# oldest gas powered loco in the world...



## tooter (Feb 26, 2010)

First went into service in 1916 for an armaments factory in Aintree, England...










...and made its last run in 1968 as it was retired from service for the Aintree Biscuit Factory in Liverpool, England...


----------



## gc53dfgc (Apr 13, 2010)

I wonder how it was powered through gasoline and the engine design they used.


----------



## tooter (Feb 26, 2010)

Here's some info:

"No.680 was the eleventh locomotive built by Baguley Cars Ltd., but only their second for the standard gauge, being built to the general design of No.566 delivered a month earlier. As was Baguley practise at this time, the works plate reads "Mc Ewan Pratt & Co. Engineers London & Burton". As built, No.680 was a 55/60hp petrol/paraffin locomotive, but since its re-engining in 1927 has run on petrol only and has a 40hp rating. The original engine was a four-cylinder White & Poppe (127mm bore x 180mm stroke) rated at 55hp on paraffin or 60hp on petrol, both at 900rpm. The replacement engine is a four-cylinder Baguley (4¾in x 5½in) developing 40hp at 900rpm. The engine is mounted at the front of the locomotive under the sloping casing and is started by hand, the starting handle being fitted to a cross-shaft behind the buffer beam on the right-hand side. Behind the engine are two large tanks, the front one containing 220 gallons of cooling water and the rear one 100 gallons of fuel. Originally two small tanks of approximately 7 gallons capacity were fitted in the cab, that on the right hand side containing petrol for starting and that on the left additional lubricating oil.
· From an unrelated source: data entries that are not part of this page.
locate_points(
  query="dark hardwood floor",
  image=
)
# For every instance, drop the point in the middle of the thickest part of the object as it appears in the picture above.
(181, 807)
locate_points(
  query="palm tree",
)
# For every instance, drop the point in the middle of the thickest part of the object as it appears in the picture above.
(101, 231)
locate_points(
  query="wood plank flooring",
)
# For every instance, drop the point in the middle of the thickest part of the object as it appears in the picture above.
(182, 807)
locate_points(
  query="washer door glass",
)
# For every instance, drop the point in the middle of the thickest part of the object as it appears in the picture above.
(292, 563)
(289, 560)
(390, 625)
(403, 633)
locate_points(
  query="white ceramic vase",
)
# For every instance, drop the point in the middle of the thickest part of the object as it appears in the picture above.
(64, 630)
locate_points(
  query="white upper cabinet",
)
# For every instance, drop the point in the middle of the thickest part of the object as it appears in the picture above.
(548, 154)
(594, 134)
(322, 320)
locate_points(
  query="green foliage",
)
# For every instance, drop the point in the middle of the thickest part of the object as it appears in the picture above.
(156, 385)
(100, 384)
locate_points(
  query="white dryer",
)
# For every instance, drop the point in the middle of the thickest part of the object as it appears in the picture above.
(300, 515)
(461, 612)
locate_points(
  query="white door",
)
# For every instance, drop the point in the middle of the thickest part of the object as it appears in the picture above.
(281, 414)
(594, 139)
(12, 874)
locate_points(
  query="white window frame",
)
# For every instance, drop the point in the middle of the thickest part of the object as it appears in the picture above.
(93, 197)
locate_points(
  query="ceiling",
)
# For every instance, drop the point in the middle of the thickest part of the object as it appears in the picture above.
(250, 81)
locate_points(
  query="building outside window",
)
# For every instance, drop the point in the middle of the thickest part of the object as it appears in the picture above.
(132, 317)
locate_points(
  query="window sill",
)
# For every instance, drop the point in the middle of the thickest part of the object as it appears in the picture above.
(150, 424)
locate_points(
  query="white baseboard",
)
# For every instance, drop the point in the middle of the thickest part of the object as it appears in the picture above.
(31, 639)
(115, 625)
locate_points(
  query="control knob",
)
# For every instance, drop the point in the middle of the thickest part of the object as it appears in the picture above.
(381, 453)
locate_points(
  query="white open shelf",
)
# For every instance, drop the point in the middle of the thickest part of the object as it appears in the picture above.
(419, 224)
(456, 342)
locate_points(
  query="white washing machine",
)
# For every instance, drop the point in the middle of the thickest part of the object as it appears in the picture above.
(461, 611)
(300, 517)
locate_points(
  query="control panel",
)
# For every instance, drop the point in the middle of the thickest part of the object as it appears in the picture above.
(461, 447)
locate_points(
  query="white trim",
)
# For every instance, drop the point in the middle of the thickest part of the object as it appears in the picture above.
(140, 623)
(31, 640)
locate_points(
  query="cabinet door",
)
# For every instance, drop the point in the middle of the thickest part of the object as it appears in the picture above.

These were removed when the Baguley engine was fitted in 1927. A set ofsight-feed lubricators on the front sheet supply oil to the transmission bearings. Originally there were two throttles, as the engine had separate carburettors for petrol and paraffin. The single throttle lever retained today bears the legend PARAFFIN as a reminder of the original layout.

The clutch is operated by the handbrake screw, an arrangement much used by Baguley prior to 1920 (Baguley & Bentall Patent). The reverse gear box is mounted under the footplate and driven by a cardan shaft; the reverse gear is of the usual bevel pattern operated by one of two levers set sideways at the rear of the footplate. The transverse output shaft drives the jackshaft below it by means of spur gears at either end, the gear ratio at one end being twice that at the other. One or other of these gears is engaged by the other lever at the rear of the footplate, the whole forming a simple but effective two-speed transmission. Assuming that the mechanical parts of No.680 were identical with those of No.702 (featured in "The Engineer" of 31st May 1918), the claimed performance was as follows:- Speeds at 900 engine rpm, 3mph in low gear and 6mph in high gear; 90 tons load at 6mph on the level in high gear. I suspect that the makers quoted a load which the locomotive could stop safely, rather than its maximum haulage capacity, although a lot depends on what the 90 ton load consisted of. In its present form No.680 can handle seven vans, a loaded weight of about 80 tons, which compares favourably with its original capabilities."


----------



## PhilG (Dec 23, 2011)

When I think of Gasoline I'm thinking of it from an American point of view. Paraffin is what we call Kerosene. A much better choice for an engine like this, much less volatile and more stable. It's the base in many aviation fuels.

Although still not as good as diesel for a locomotive. Thanks for the info Mr. Choo Choo

Respectfully,

Phil


----------



## tjcruiser (Jan 10, 2010)

choo choo said:


> First went into service in 1916 for an *armaments factory* in Aintree, England...
> 
> ...and made its last run in 1968 as it was retired from service for the Aintree *Biscuit Factory* in Liverpool, England...


Now that's a real Guns and Butter story! 

TJ


----------



## Big Ed (Jun 16, 2009)

In the world?
How about this one built ten years earlier 1906 right here in the USA?

Gasoline engines were a definite novelty in the closing years of the Nineteenth Century. However, Mr. Whitcomb concluded that a gasoline motor could be installed in small mining locomotives. In April 1906, the first successful gasoline-powered locomotive was built and eventually placed into service at a large Central Illinois coal mine. 

Read it all?

http://www.whippanyrailwaymuseum.ne...es-a-powered-rail-equipment/whitcomb-switcher


----------



## tjcruiser (Jan 10, 2010)

Fact-checker Ed! Nice find!

TJ


----------



## Big Ed (Jun 16, 2009)

tjcruiser said:


> Fact-checker Ed! Nice find!
> 
> TJ












I can't go to sleep unless all is right.
But......it is morning and I have all day!


----------